The trolley problem: the answer is a smarter autonomous car
A popular scenario is the “trolley” dilemma, conceived in the seventies and used extensively in discussions about future autonomous cars. In the original version, we are asked to imagine someone driving a trolley headed for five people standing on tracks who will be killed if the trolley proceeds on its current course. We cannot stop the trolley by any means, but it can be turned onto an alternate track where it will kill one person instead of five.
While quite a lot of research considers trolley dilemma to be a model case to map cognitive responses, does it really apply to the incoming reality of self-driving cars?
One of Volvo’s leading experts, Jonas Nilsson, thinks that the technology should be even smarter. “These cars will avoid getting into such extreme situations in the first place. Unlike humans, who can get tired and distracted, vehicles driving in autonomous mode will be designed to plan the route in such a way that the remaining risk of unsafe surprising situations is acceptably low”.

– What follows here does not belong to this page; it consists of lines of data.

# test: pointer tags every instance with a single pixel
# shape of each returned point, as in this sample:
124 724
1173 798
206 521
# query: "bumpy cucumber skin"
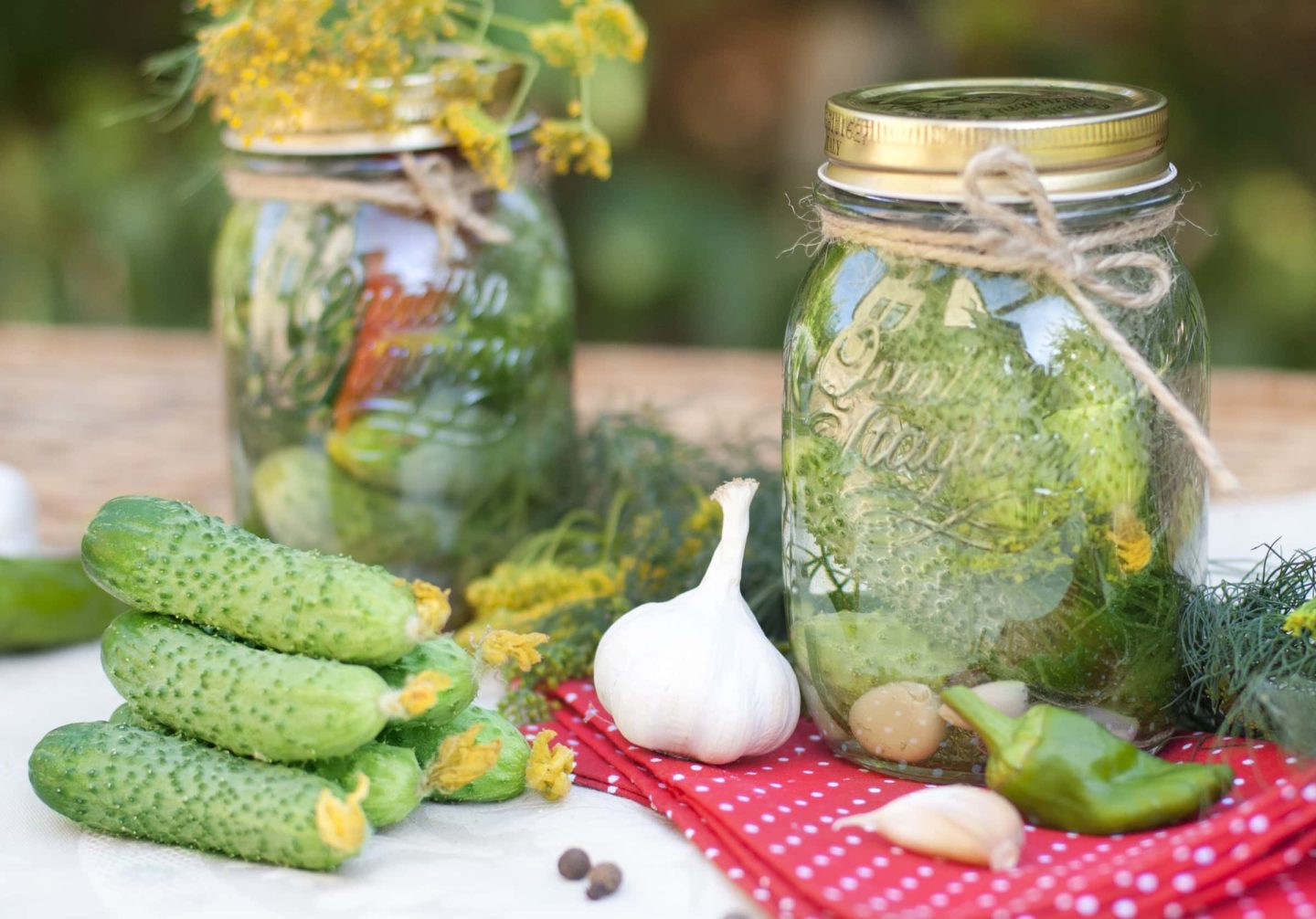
169 557
394 776
503 781
394 772
169 789
254 702
45 602
445 656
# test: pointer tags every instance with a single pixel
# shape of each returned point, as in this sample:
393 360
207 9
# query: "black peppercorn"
604 880
574 864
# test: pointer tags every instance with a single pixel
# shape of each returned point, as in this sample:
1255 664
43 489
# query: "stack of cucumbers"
280 703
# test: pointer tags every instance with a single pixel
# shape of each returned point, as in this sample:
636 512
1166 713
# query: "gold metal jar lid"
914 140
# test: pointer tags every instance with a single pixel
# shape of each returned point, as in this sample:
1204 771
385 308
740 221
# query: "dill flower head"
573 145
275 68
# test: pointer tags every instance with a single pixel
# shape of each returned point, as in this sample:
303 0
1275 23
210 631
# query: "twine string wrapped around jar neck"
430 187
1008 239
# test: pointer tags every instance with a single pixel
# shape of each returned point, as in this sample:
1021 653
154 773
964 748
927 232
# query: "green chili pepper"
1067 772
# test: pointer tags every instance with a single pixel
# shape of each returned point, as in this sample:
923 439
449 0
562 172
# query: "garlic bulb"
957 822
695 676
17 514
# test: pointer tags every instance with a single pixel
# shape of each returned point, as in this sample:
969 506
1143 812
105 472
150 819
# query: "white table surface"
445 861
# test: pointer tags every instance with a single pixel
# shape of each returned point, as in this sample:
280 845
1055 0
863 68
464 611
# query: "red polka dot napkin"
766 823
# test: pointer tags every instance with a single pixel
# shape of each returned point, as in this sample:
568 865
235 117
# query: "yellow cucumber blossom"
573 145
549 771
461 760
1301 619
341 825
500 646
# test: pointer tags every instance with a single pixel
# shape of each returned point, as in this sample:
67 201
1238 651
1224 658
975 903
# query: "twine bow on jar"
430 187
1008 239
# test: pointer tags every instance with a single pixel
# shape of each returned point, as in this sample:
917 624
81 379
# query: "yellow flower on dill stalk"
519 596
549 771
1132 541
1301 619
573 145
482 141
610 29
562 45
500 646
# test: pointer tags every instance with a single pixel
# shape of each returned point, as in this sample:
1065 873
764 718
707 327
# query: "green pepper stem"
993 726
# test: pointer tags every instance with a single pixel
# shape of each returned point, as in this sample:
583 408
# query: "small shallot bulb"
959 822
897 721
1005 696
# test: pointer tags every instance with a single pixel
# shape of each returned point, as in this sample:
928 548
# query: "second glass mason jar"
399 389
977 487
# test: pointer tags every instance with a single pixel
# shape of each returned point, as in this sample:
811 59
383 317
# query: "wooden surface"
92 413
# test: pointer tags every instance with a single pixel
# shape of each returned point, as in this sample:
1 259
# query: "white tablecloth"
446 861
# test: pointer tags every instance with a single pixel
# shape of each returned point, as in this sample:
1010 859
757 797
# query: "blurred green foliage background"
113 222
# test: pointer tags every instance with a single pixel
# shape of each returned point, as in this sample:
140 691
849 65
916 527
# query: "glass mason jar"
399 389
977 487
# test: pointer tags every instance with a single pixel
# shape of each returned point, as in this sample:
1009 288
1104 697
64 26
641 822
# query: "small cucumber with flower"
256 702
442 656
136 783
479 755
394 773
166 556
482 756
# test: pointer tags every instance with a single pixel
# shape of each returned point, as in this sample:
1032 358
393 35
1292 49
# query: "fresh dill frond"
1244 672
639 529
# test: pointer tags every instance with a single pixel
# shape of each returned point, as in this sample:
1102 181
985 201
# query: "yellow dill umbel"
1132 541
1301 619
341 825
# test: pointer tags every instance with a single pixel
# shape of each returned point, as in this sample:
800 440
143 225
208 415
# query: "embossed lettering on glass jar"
398 371
978 487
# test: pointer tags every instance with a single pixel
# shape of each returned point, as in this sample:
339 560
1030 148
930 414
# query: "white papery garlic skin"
960 822
695 676
17 514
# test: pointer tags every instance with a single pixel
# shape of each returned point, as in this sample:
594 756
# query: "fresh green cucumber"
169 557
394 773
169 789
440 655
502 780
256 702
45 602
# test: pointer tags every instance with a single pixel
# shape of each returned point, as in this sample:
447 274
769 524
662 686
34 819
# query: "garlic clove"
1121 726
959 822
897 721
1007 696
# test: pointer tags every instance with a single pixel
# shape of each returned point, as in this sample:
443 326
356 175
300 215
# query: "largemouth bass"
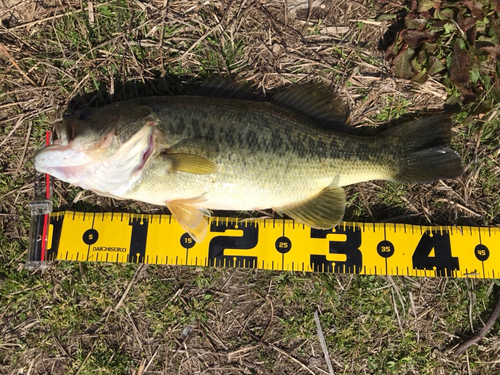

Handling surprising situations
Cars with autonomous capabilities must be able to consider their own operational limitations to handle surprising situations – and adjust their tactical behaviour accordingly. “For instance, when driving in the fog, the autopilot must adjust its speed to be able to stop within its visibility distance”, says Nilsson.
“With safety as a core value of Volvo Cars for nearly 90 years - and a vision that no one should be killed or seriously injured in a new Volvo car by 2020 - we argue that vehicles driving in autonomous mode shall have the responsibility not to get surprised in a way that any reasonably foreseeable accident, including the trolley problem, can even show up”, he explains.